Why GC
An essay concerning why garbage collection is essential to the Tunes project:Garbage collection is just needed in a dynamical system (like for instance a distributed multi-user multi-tasking interactive development system). You can't escape it because there's no way to manually or statically determining when an arbitrary word will no longer be used. Surely on a non-interactive, non-development single-threaded embedded system, GC can be done manually and statically. This is just not the general case, that TUNES claims to handle. The Tunes compiler should be able to strip down GC when producing standalone code that does not need it; but the "main" reflexive development system just has to implement it.
See the GC FAQ or the GC introduction text from Smalltalk/X for more insight.
It's important to realize that GC exists independently from the way it is implemented:
- All GC techniques exist independently from their being done manually or automatically, with or without compiler help, in a language that can express the higher-order nature of GC constructs or that force one to manually transcribe it in an error-prone way, etc.

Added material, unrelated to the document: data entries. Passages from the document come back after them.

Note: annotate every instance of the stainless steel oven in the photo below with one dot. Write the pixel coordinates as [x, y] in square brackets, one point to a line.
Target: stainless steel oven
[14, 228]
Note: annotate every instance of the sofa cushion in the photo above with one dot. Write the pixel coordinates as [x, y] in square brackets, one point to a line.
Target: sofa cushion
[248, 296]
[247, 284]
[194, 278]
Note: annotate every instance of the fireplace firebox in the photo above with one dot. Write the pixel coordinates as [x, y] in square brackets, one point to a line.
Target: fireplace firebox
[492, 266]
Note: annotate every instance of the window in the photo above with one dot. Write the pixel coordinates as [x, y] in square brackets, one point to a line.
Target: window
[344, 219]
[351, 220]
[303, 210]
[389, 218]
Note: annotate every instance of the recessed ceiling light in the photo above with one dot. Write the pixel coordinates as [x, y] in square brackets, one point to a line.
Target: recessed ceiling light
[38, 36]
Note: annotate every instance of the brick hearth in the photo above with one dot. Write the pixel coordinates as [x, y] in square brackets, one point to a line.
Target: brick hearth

- Particularly, all the manual memory management techniques traditionally used in the particularly inexpressive assembly, C, and C++ languages are some kind of GC techniques, though considerably much slower, less efficient, and more error-prone, both for development time and execution time, than the automatic techniques that expressive languages allow compilers to generate.
Qualities of a GC:
- The most important quality for a GC is that it be Safe, that is, it won't free memory from objects still in use.
- Next, a GC is all the more Lively than it can safely survive arbitrary kind of allocation pattern with higher amounts of live memory (from needed objects) being used for a longer period.
- A sound GC that cannot guarantee the same liveliness as a one that would keep only reachable referenced objects is called "conservative".
- A GC where the allocatability of a new objects depend only on the type/sizes of the live objects and new objects, not on the history of allocations of live and dead objects, is said to be immune to the "swiss cheese" syndrom. Other GCs are said to be all the more subject to this syndrom than the history prevent new objects from being allocated. Particularly, all conservative GCs are subject to it.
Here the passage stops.